14:30, 26 August 2015

updated: 10:36, 05 November 2019

Insurance giant Towergate suffered losses of £58 million in the first six months of the year as it continues to be affected by a dramatic financial restructure.

Half-year results for the Maidstone-based business revealed it suffered a 10% decline in income to £184 million, compared to the same period a year ago.

The firm is still struggling to keep a lid on costs, with its expense ratio – the amount of its total assets used to cover expenses – up 11 points to £79%.

Towergate's headquarters in Maidstone
Towergate's headquarters in Maidstone

The insurer suffered a 72% decline in its operating cashflow – the amount of cash generated by a company’s normal business – down to just £12 million.
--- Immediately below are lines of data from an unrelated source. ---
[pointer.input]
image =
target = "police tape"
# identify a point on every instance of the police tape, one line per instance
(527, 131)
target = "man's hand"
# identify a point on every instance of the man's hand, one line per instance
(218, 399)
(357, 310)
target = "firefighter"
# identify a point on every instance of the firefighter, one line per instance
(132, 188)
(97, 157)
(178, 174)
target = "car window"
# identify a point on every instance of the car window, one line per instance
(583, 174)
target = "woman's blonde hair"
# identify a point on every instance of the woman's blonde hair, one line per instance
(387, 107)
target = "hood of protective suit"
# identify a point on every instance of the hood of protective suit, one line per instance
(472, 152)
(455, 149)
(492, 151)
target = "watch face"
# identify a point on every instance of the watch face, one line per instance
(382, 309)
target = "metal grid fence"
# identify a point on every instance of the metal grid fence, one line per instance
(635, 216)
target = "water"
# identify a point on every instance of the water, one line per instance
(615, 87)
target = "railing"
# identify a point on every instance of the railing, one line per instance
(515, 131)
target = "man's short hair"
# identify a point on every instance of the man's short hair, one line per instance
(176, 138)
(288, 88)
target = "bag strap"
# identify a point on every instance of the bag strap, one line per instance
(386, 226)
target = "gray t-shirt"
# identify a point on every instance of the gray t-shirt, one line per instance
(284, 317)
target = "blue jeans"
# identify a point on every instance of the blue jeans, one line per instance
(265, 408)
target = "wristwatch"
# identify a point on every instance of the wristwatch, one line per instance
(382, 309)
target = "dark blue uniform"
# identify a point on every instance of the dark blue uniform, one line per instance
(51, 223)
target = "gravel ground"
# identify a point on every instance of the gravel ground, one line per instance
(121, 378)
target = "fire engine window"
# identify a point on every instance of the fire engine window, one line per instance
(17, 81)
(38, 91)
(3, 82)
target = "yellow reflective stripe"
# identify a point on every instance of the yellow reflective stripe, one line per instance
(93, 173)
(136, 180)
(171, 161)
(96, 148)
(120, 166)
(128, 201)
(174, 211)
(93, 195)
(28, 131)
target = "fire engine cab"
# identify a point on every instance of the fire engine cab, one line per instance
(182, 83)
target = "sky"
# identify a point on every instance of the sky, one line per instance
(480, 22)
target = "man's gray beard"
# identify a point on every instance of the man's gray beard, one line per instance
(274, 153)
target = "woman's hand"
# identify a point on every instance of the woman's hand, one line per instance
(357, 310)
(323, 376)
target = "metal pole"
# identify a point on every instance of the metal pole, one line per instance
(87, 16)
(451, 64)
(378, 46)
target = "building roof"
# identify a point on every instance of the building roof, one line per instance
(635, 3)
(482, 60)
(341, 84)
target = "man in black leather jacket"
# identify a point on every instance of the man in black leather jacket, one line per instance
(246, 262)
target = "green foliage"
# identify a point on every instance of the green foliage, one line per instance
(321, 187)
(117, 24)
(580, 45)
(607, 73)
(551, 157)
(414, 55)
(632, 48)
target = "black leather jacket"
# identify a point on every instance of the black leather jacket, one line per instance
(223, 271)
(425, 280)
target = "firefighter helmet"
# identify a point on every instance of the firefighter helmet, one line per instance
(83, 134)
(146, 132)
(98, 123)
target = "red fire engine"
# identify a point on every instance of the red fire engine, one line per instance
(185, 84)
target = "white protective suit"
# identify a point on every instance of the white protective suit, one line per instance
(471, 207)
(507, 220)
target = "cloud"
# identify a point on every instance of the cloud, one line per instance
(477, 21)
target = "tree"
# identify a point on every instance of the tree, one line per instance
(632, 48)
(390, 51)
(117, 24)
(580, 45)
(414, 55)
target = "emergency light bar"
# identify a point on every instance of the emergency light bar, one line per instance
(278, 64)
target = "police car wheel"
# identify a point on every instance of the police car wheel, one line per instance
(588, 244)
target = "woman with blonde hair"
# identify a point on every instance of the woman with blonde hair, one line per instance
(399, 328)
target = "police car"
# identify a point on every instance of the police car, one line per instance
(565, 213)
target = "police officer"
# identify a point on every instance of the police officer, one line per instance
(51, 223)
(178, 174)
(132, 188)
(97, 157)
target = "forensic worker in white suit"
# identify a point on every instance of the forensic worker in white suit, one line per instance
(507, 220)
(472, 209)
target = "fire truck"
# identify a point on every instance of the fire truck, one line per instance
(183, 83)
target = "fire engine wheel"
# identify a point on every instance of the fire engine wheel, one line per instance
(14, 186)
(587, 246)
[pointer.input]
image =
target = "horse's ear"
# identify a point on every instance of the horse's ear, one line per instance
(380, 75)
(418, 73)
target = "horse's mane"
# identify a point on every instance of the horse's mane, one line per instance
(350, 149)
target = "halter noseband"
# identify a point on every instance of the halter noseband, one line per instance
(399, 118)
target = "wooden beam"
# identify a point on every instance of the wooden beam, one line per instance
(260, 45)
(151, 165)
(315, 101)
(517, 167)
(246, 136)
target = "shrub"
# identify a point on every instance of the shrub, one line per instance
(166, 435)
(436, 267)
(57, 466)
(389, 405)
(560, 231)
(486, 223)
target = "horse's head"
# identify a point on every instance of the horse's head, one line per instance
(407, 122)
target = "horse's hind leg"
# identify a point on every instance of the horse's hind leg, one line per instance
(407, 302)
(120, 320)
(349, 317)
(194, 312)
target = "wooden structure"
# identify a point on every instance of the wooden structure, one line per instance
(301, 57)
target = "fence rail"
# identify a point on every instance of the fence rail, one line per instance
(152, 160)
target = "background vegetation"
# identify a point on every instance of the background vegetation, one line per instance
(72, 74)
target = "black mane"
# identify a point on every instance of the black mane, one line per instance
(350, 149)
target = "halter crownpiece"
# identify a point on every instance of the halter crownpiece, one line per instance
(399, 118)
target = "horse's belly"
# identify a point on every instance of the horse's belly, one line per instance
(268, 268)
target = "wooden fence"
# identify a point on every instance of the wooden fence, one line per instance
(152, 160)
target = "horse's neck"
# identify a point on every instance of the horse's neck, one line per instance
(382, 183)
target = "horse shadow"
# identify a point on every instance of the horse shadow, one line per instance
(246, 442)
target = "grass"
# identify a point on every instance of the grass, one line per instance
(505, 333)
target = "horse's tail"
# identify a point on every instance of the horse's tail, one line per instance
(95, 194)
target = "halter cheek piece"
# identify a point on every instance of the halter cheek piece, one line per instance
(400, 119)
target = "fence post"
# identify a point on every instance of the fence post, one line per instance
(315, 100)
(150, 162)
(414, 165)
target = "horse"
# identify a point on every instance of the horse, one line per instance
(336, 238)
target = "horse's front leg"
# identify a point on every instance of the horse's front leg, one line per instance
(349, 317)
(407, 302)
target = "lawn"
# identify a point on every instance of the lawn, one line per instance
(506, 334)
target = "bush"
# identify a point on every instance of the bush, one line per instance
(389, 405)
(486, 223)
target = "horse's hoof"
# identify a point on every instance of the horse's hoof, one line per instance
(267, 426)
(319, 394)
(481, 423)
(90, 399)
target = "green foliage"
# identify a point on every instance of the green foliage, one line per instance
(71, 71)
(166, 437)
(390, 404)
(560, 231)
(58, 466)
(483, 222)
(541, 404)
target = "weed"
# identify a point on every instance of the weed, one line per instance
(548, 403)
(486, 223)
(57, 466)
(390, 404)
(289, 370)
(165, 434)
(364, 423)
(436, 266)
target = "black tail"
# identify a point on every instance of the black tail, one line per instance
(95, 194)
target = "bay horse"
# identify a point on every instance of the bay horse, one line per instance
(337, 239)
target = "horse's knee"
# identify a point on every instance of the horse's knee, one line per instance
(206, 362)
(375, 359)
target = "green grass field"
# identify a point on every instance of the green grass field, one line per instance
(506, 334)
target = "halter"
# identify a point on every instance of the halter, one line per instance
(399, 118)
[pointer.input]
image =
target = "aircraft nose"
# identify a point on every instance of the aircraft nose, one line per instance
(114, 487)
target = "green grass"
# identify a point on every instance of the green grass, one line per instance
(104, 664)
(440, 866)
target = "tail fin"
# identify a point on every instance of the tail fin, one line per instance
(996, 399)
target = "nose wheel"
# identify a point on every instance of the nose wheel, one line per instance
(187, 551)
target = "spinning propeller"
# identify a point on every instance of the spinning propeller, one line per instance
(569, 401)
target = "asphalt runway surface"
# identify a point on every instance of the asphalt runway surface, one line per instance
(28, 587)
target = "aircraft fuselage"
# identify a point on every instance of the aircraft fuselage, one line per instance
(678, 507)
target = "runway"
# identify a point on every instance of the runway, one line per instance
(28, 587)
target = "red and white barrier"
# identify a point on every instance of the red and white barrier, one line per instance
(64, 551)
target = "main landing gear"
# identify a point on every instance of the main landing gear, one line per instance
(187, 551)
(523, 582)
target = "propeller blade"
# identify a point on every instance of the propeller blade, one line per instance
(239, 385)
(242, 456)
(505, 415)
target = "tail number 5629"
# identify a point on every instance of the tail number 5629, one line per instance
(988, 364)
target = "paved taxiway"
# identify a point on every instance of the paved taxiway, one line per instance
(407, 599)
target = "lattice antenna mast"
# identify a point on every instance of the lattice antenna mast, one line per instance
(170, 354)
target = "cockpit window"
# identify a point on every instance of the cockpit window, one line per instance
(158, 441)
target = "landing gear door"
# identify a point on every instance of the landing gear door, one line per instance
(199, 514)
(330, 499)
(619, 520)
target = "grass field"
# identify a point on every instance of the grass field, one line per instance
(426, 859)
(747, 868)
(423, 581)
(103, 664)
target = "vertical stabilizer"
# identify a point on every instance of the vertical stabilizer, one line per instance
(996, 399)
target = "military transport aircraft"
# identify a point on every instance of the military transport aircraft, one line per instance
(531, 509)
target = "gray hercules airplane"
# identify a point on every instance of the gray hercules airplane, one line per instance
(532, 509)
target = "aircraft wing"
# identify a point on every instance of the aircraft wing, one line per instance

It said this was driven largely by the reduction in operating earnings, down 40% to £39 million.

“The performance of the business is not where we aspire it to be, but there are encouraging signs only three months after the completion of our financial restructuring...” - Scott Egan, Towergate

Last month, Kent Business revealed the broker made a loss of more than £720 million last year as it underwent a drastic restructure of its £1 billion debts.

The underwriter, which employs 4,400 people across 100 UK offices, including others in Sevenoaks and Whitstable, lost £553 million on the value of businesses it acquired after years of growth.

The debt-laden company was put up for sale last November and announced a restructure in February, which reduced its debt from more than 10 times its earnings to nearer 4.6 times.

Its latest results showed that since then, there have been some signs of recovery.

Long-term strategic deals with LV and Allianz were signed in May and June respectively and several insurer deals delayed from 2014 have now been completed.

Towergate interim chief executive Scott Egan
Towergate interim chief executive Scott Egan

Interim chief executive Scott Egan said: “The context for our performance is well known, but what is important is that in the second quarter of the year, we began to see the first signs of improvement as the rate of year-on-year decline in our organic income improved.

“Our expense ratio remains high at 79% but this should reduce as the organic income improvement gathers momentum and the business starts to grow back into its cost base.

“We will manage our expenses appropriately, but we do not want to take short-term actions that could impact on the recovery of our income.

“The performance of the business is not where we aspire it to be, but there are encouraging signs only three months after the completion of our financial restructuring.”